ALS is called it for pain management in extreme cases, such as when the tib/fib makes a 90 degree bend at the boottop, or the femur splits the tibial plateau down the middle like a bamboo pole. (don't ask me how, but I saw the X-rays). I was involved with both, and removed both their boots in the first aid room while the patient was on morphine, and the paramedic watched.
post #72 of 73
Quote:
Originally Posted by mtbakerskier View Post
That isnt going to happen. In order for the platic that modern ski boots are made of to get cold enough to become brittle and brake, it would be so damn cold that you wouldn't be running the lifts either.:
You have never skied at -40, have you? I have, and plastic does indeed become brittle at that temperature. It is far far more difficult to bend, and very often, it will simply break rather than bending. Usually this happens with older boots, but I have heard of it happening with newer models as well. Personally, I believe that the newer boots that cracked also had some form of impact damage, and that damage was probably not visible to the wearer until she or he tried to take them off.

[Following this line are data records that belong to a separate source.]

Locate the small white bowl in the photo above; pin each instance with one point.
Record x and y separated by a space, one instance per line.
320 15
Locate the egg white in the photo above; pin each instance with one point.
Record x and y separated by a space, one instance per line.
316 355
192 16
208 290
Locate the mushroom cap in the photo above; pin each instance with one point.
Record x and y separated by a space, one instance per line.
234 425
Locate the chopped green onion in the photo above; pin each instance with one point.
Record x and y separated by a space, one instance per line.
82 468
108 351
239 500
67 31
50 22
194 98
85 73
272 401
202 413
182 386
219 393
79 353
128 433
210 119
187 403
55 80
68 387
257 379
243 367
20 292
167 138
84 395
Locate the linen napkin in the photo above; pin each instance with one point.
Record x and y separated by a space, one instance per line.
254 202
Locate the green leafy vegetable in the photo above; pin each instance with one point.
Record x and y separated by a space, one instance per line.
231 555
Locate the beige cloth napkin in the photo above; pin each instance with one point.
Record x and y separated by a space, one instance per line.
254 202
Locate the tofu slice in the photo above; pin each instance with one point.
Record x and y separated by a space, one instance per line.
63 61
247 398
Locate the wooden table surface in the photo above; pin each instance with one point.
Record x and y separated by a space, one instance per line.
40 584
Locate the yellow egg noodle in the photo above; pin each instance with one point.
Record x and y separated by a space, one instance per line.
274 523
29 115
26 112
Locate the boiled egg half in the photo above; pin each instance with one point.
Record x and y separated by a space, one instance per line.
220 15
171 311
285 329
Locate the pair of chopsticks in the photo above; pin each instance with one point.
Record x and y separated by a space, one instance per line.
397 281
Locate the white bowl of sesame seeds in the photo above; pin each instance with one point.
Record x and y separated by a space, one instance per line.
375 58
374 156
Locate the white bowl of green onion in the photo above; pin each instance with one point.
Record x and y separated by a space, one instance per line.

As for boot removal, our protocol here (Quebec) is to leave it on unless you have to control hemorraging. Like others have said, it usually serves as a great splint. We are not allowed to administer any drugs whatsoever, so while we might be better at removing boots, hospitals are far better at sedating patients.
Game set and match to the hospitals.

If it were my leg, I would wait to arrive at the hospital.

Dean.
post #73 of 73
Our protocol is to NOT remove a boot for anyone getting transport. We remove boots often for other injuries. Sprains, tweaks, etc. We just do a good job of it. Way better than parents or friends.

I hope all of your protocol is developed with consultation with local ER / ALS. Stating that you are "probably" better at boot removal than your trauma ER? You should know. Maybe THEY would like some training.

Get everybody on the same page. Above all do what is best for the patient.

We ARE unique, I believe. From phone contact to ER door, average eight minutes. So this is not the only thing that differs for us.